Quand j'arrive devant le portail, je sonne et attends qu'il vienne m'ouvrir.
Sans surprise, c'est son petit frère, Alexis, qui me fait entrer. Leur chienne, Ellie, gigote à ses pieds et il l'empêche de sortir de la maison en m'invitant à entrer.
– Salut ! lancé-je en lui tendant la main, attendant qu'il me checke en retour.

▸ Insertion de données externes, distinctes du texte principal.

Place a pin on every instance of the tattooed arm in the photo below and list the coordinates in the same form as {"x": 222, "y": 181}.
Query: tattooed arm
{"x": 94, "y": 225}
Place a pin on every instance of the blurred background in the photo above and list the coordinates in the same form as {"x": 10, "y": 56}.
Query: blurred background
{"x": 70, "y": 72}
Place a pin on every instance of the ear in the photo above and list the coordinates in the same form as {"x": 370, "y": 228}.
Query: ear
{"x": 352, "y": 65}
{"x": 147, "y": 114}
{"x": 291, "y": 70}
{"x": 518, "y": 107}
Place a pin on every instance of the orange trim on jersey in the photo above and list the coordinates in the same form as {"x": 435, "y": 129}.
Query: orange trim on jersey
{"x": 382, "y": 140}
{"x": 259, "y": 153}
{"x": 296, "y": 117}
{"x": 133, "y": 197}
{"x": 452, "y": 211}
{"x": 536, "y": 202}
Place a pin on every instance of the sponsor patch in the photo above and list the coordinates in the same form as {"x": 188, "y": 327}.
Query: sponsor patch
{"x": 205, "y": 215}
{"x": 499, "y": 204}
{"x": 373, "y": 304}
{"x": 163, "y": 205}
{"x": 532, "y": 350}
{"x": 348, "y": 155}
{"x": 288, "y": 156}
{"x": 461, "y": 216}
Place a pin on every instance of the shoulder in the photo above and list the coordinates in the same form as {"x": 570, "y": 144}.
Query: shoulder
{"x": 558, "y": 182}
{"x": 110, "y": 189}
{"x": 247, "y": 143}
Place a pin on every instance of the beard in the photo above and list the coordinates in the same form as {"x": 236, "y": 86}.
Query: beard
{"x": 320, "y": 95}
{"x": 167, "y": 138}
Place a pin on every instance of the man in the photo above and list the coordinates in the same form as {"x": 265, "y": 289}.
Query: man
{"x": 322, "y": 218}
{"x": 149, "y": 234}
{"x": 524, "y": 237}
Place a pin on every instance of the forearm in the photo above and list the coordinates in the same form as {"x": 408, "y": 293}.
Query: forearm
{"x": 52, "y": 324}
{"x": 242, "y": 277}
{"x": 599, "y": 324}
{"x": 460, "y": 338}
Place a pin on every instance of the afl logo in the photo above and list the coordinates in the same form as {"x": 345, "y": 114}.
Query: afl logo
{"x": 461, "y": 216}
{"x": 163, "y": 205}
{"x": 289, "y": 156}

Il reste là à m'observer un instant.
– Qu'est-ce que tu as fait à mon frère ?
Je fronce les sourcils. Qu'est-ce qu'il raconte ?
– Comment ça ? Je ne lui ai rien fait du tout.
– Depuis quelques jours, il n'arrête pas de...
– Salut Alex ! s'exclame Sasha en débarquant dans le hall, essoufflé d'avoir couru dans toute la maison.
Il m'adresse un grand sourire, non sans avoir fusillé Alexis du regard. Mais qu'est-ce qui leur prend, tout à coup ?
– Rien, répond Sasha à ma question muette. Tu viens ?
J'acquiesce et le suis dans sa chambre.
Comme d'habitude, la maison de Sasha est encombrée de nombreux objets. Il y a des morceaux de tissus, des mannequins, des robes, des vestes, des boîtes de maquillage un peu partout, de la peinture, et toutes sortes d'autres instruments appartenant à ses parents.
Sa mère est costumière et son père maquilleur pour une troupe de théâtre lyonnaise, mais ils sont artistes de façon plus générale. Quand elle ne coud pas un nouveau vêtement, Nastasia peint des personnages de littérature classique. Son mari, lui, passe son temps à tenter désespérément d'apprendre le Russe. Il n'a jamais réussi à maîtriser complètement la langue maternelle de sa femme, alors que Sasha et Alexis sont tous deux bilingues.
Sasha ouvre la porte de sa chambre et me fait signe d'entrer avec un sourire.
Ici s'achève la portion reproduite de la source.